BBC chief faces Savile questions
The head of the BBC has denied helping to cover up a sex scandal involving one of its former stars but accepted the British broadcaster had been damaged by a crisis that has shaken public trust in a national institution.
George Entwistle, who only took charge at the 90-year-old media organisation in August, told MPs that failures at the BBC had allowed Jimmy Savile, once one of Britain's top TV presenters, to prey on young girls for years.
He added he could not rule out suggestions that a paedophile ring might have existed at the state-funded BBC during the height of Savile's fame in the 1970s and 80s.

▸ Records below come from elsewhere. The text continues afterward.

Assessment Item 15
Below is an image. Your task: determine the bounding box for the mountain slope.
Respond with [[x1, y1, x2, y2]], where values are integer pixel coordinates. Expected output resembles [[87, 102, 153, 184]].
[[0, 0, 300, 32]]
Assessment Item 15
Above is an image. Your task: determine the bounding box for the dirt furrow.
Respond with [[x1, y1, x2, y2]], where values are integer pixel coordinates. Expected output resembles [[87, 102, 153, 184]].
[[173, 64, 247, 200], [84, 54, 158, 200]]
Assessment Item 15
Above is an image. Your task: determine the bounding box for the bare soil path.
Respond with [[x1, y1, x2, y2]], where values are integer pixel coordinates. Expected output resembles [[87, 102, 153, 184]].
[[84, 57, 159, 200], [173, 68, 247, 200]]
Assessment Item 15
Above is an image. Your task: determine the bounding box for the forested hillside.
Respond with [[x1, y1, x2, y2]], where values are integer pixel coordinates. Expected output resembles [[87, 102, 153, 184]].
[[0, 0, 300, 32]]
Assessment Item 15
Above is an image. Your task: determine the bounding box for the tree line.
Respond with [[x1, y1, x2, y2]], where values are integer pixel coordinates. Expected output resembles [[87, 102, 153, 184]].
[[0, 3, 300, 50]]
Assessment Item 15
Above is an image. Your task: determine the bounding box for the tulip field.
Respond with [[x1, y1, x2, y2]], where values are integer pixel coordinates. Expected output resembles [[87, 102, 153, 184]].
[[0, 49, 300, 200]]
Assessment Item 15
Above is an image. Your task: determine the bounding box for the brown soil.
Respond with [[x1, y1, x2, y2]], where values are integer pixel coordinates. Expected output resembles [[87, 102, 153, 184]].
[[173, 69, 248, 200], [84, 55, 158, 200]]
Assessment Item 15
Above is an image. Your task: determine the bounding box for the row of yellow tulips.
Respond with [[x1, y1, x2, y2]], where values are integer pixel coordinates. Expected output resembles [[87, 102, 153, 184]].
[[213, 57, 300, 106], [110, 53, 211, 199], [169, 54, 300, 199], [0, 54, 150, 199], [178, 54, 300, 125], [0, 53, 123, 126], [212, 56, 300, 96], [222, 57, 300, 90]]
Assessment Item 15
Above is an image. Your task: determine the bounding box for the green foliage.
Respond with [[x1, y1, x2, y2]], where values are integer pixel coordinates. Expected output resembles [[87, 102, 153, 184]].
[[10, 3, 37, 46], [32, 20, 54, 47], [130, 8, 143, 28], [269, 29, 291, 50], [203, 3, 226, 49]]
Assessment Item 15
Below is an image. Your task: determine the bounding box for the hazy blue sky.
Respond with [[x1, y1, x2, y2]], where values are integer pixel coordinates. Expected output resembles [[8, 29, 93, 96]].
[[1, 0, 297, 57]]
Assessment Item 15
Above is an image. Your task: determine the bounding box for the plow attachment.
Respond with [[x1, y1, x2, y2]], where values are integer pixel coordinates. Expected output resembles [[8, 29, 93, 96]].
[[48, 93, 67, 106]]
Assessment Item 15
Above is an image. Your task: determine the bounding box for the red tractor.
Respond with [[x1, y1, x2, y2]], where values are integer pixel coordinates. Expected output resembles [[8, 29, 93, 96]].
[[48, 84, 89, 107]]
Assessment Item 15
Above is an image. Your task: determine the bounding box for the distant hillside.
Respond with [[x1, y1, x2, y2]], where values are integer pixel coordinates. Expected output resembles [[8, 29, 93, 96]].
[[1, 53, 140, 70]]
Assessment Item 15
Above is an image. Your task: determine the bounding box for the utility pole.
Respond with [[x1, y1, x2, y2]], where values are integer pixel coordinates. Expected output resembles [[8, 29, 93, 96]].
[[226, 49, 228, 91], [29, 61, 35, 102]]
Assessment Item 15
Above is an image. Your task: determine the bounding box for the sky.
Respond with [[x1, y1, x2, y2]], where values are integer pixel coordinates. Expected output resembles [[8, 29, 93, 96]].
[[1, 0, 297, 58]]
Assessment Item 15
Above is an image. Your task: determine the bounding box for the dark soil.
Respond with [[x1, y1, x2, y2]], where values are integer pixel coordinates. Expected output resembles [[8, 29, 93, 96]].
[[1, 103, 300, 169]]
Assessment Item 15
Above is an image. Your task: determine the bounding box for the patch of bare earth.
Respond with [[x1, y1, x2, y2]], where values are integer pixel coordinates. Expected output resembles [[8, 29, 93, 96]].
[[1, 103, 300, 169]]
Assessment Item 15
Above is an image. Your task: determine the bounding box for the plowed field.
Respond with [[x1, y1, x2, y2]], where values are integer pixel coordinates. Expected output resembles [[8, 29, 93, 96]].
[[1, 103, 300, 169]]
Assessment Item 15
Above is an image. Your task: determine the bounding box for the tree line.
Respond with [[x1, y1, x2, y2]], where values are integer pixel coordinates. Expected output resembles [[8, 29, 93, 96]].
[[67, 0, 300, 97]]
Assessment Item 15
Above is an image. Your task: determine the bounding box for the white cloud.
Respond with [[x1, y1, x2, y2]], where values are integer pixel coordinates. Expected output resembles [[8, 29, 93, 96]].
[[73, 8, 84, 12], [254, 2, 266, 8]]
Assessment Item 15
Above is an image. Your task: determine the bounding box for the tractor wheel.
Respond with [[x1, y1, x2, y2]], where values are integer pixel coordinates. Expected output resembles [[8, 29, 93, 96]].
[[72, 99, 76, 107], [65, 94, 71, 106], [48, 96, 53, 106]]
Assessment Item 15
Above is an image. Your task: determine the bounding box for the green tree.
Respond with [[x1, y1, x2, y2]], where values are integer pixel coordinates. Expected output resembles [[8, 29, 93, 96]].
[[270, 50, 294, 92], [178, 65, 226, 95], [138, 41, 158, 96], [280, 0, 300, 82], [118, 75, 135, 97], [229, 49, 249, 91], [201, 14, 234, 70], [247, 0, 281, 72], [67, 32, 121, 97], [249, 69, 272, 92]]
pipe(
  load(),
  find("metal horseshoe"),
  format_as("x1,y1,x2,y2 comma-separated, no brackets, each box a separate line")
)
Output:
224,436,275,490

But Mr Entwistle rejected claims that BBC bosses had tried to hide allegations against Savile, who died last year, or suppressed an inquiry by one of their own news programmes.

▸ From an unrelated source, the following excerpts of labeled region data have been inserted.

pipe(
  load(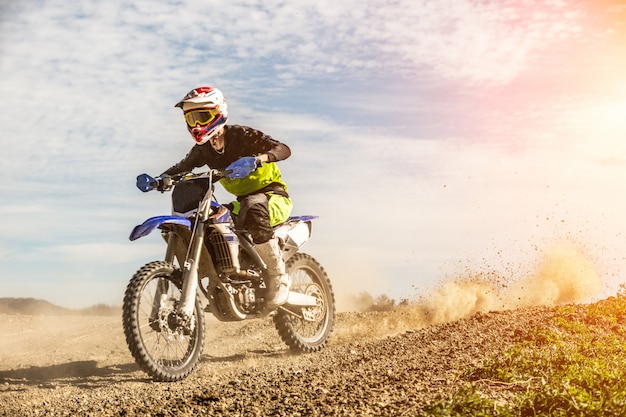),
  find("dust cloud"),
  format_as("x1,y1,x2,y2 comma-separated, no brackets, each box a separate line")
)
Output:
416,242,602,324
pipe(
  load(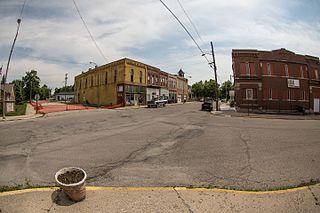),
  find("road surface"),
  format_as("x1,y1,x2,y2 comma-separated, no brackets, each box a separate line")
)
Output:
0,103,320,190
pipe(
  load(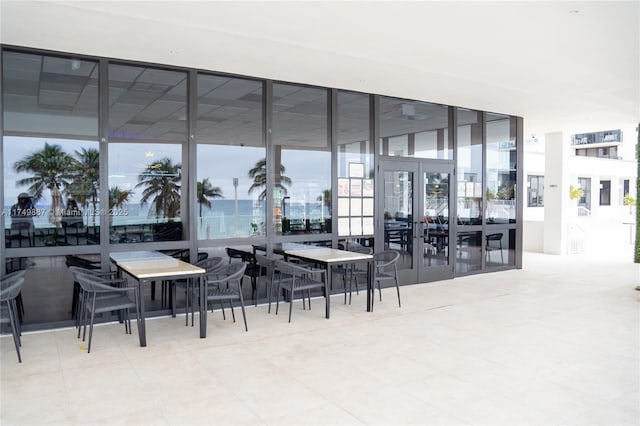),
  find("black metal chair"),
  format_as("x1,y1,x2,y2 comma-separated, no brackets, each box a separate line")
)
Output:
225,247,262,306
171,253,224,327
275,260,329,322
343,247,373,304
65,254,104,319
76,272,140,353
485,232,504,263
191,262,249,331
0,274,24,362
371,250,401,309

"This is a gravely serious matter and one cannot look back at it with anything other than horror," Mr Entwistle told parliament's Culture and Media Committee.
"There is no question that ... the culture and practices of the BBC seemed to allow Jimmy Savile to do what he did, (which) will raise questions of trust for us and reputation for us."

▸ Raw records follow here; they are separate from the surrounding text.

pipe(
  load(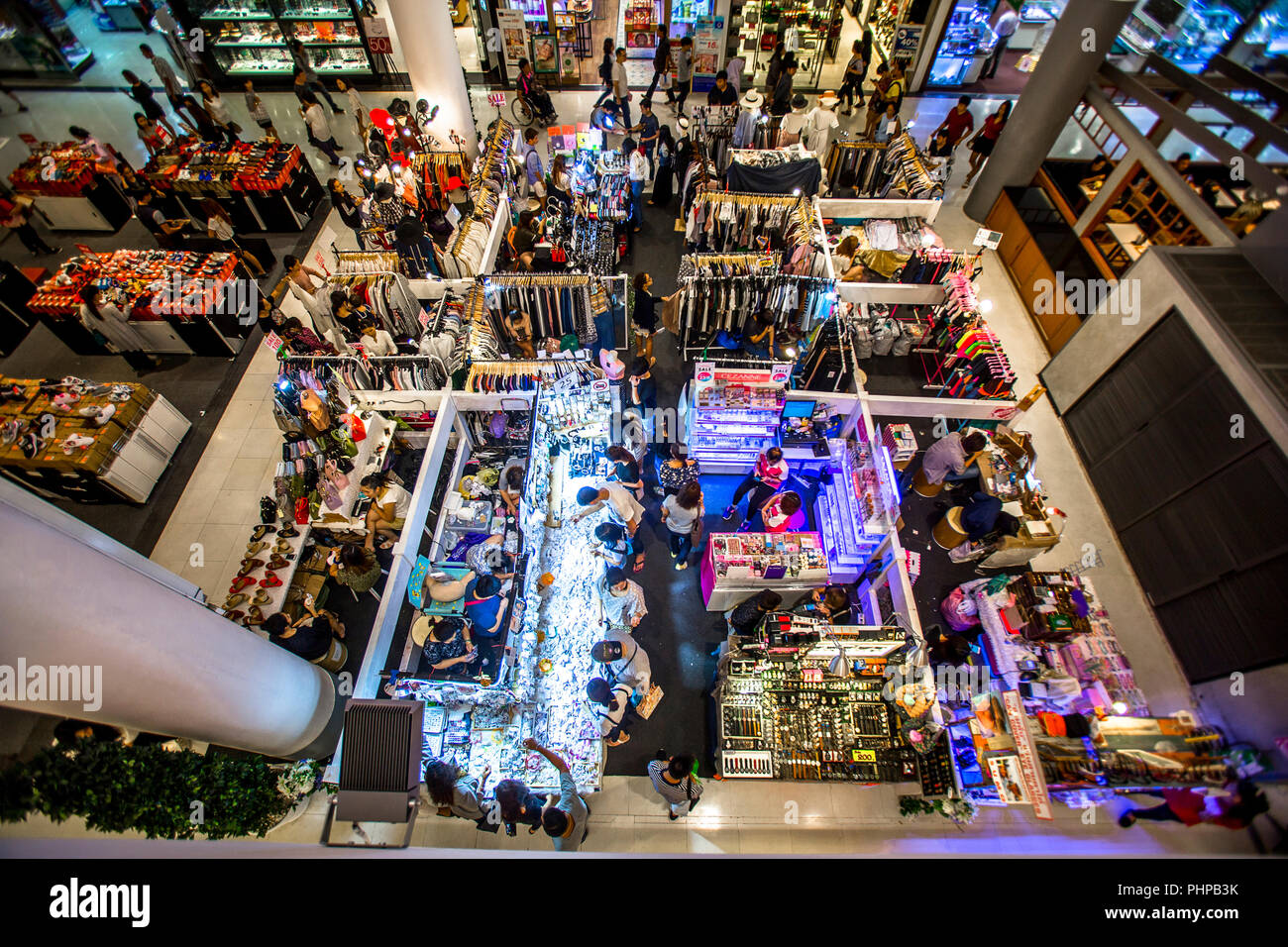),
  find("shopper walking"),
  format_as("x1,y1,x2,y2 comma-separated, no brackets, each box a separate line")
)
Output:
242,78,278,138
841,36,872,115
1118,780,1270,828
425,759,492,822
587,678,631,746
300,91,340,167
765,40,786,99
261,592,349,674
613,47,635,131
523,129,546,200
721,447,791,519
290,40,344,115
965,99,1012,187
197,78,241,147
622,138,648,233
599,566,648,627
139,43,184,115
523,737,590,852
644,23,675,102
121,69,179,139
648,750,702,822
326,177,368,250
591,36,617,111
675,36,693,116
661,483,707,573
0,198,61,257
863,63,890,142
648,125,675,207
657,443,702,496
769,58,796,115
197,197,268,279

Police are investigating allegations that Savile, who hosted prime time children's shows on the BBC, abused women, including girls as young as 12, over six decades with some attacks taking place on BBC premises.
Detectives announced a criminal inquiry into the claims on Friday, saying more than 200 potential victims had come forward.
The furore over Savile is the biggest controversy to hit the BBC since its director general and chairman resigned in 2004 after a judge-led inquiry ruled it had wrongly reported that former prime minister Tony Blair had "sexed up" intelligence to justify the 2003 invasion of Iraq.
It comes as British newspapers await the recommendations of a separate inquiry into journalistic ethics following a phone-hacking scandal at Rupert Murdoch's now closed News of the World tabloid which could have serious implications for the media.
The BBC has been under growing pressure since rival channel ITV exposed Savile's alleged crimes three weeks ago.
The most damaging aspect for Mr Entwistle and senior managers was the accusation that a similar probe by the BBC's flagship Newsnight was pulled a couple of months after Savile's death in October 2011 because it would clash with planned Christmas programmes celebrating his life and charity work.
Mr Entwistle's predecessor as director general, Mark Thompson, who is the New York Times Co's incoming chief executive, has also said he did not know about the content of the Newsnight investigation until it was disclosed this month.
Prime minister David Cameron said yesterday the BBC appeared to be changing its reasons for dropping the story and that it had serious questions to answer.